3D Characterization of the Molecular Neighborhood of OH Radical in High Temperature Water by MD Simulation and Voronoi Polyhedra

Int. J. Mol. Sci. 2023, 24(4), 3294; https://doi.org/10.3390/ijms24043294
by Lukasz Kazmierczak, Joanna Szala-Rearick and Dorota Swiatla-Wojcik *
Reviewer 1: Anonymous
Reviewer 2:
Reviewer 3: Anonymous
Int. J. Mol. Sci. 2023, 24(4), 3294; https://doi.org/10.3390/ijms24043294
Submission received: 13 January 2023 / Revised: 27 January 2023 / Accepted: 3 February 2023 / Published: 7 February 2023
(This article belongs to the Special Issue Feature Papers in 'Physical Chemistry and Chemical Physics' 2023)

Round 1

Reviewer 1 Report

The paper deals with solvation of HO- hydrogen oxide using MD simulations, which give a different views that could be interesting.  Recent progress show that HO- prefers the site of replacing an H2O in the hydrogen bonding net work. The introduction of excessive lone pairs derive the O::O super-hydrogen bond that exerts a force to neighboring O:H-O bond. This work complements the understanding, so I recommend acceptance with commenting on the O:H-O transition to O::O repulsion. 

Authors are recomended the following:

[1] The physics behind water irregularity, Physics Reports, 998 (2023) 1-68. 

[2] Unprecedented O:⇔:O compression and H↔H fragilization in Lewis solutions, PCCP, 21 (2019) 2234-2250.

Author Response

attached

Author Response File: Author Response.pdf

Reviewer 2 Report

The manuscript is focused on the study of OH radical in aqueous conditions ranging from ambient to supercritical.

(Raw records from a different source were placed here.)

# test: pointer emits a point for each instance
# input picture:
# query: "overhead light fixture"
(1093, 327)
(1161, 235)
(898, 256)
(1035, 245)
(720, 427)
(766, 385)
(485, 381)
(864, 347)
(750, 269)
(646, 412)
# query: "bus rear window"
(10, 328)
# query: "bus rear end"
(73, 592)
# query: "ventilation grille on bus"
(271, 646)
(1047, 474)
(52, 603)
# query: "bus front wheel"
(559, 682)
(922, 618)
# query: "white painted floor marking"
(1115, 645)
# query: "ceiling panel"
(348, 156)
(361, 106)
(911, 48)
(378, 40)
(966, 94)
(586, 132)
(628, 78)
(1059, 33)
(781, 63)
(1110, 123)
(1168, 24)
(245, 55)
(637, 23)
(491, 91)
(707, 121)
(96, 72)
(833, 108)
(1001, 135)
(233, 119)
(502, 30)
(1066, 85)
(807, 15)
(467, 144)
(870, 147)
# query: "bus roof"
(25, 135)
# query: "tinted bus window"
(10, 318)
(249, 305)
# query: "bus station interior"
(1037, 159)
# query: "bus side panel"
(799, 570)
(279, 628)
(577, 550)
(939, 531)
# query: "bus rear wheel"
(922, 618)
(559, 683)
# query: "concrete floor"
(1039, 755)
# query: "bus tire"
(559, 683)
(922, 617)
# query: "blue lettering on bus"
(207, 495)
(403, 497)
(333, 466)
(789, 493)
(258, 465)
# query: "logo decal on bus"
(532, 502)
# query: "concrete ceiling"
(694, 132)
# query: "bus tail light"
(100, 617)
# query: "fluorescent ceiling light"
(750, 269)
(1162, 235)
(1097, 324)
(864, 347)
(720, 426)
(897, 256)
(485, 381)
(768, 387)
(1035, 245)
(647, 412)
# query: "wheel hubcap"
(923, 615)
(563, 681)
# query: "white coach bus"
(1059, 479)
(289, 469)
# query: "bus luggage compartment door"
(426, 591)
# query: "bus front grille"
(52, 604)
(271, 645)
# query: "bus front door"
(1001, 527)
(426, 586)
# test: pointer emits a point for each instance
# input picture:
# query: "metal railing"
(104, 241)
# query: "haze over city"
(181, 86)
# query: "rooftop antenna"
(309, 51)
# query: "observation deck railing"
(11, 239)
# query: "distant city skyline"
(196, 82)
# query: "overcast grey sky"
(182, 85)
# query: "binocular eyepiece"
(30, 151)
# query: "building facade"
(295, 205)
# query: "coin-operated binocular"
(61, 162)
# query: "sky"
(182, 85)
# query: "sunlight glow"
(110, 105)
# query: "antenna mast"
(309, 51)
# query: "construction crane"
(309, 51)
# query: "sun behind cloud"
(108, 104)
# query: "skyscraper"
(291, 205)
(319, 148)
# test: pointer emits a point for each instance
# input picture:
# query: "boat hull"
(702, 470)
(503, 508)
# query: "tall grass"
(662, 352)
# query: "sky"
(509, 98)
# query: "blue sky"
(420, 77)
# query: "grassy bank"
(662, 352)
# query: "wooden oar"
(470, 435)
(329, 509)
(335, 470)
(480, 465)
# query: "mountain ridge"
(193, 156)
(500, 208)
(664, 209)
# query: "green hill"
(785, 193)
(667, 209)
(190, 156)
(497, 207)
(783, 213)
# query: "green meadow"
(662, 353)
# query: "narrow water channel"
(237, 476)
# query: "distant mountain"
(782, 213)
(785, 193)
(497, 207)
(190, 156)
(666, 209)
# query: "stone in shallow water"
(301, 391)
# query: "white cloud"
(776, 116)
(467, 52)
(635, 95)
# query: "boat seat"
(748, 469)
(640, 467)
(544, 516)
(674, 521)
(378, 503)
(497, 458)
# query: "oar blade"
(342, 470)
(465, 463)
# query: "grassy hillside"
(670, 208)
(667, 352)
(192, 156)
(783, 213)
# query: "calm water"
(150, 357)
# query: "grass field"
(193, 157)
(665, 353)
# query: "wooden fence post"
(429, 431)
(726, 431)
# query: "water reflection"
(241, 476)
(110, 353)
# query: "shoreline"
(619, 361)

The classical MD simulations and the Voronoi polyhedron to give a 3D description of OH radical solvation shell at different temperature are used. Results demonstrated as the topological properties of VP polyhedral strongly depends on the molecular neighborhood of OH radical and strictly correlated to the ambient conditions. The hydrogen-bond network is considered at different temperature and its role on the VP features is highlighted. In addition, a comparison with the more standard RDF-based analysis is reported. The manuscript is well-written and the conclusions are fully support by numerical experiments. Thus, I suggest the publication in the present form.

Author Response

We would like to thank the referee for the nice feedback.  As suggested we have  tried to improve the style and corrected typos. All revisions made to the manuscript have been highlighted.

Reviewer 3 Report

•OH is very important in biological systems, atmospheric chemistry, industrial processes, green chemistry technologies, and waste water treatment. This manuscript reports the classical molecular dynamics (MD) simulation and the technique based on construction of Voronoi polyhedra were used to provide 3D characteristics of the molecular vicinity of the aqueous hydroxyl radical. The decisive influence of the water density on the geometrical properties of the •OH solvation shell in the sub- and supercritical region: with the decreasing density, the span and asymmetry of the solvation shell increase. The 1D analysis based on the oxygen-oxygen radial distribution functions (RDFs) over-estimates the solvation number of •OH and insufficiently reflects the influence of transformations in the hydrogen-bonded network of water on the structure of solvation shell. The results are very good and interesting.

Author Response

We would like to thank the referee for the nice feedback.  As suggested we have  tried to improve the style and corrected typos. All revisions made to the manuscript have been highlighted.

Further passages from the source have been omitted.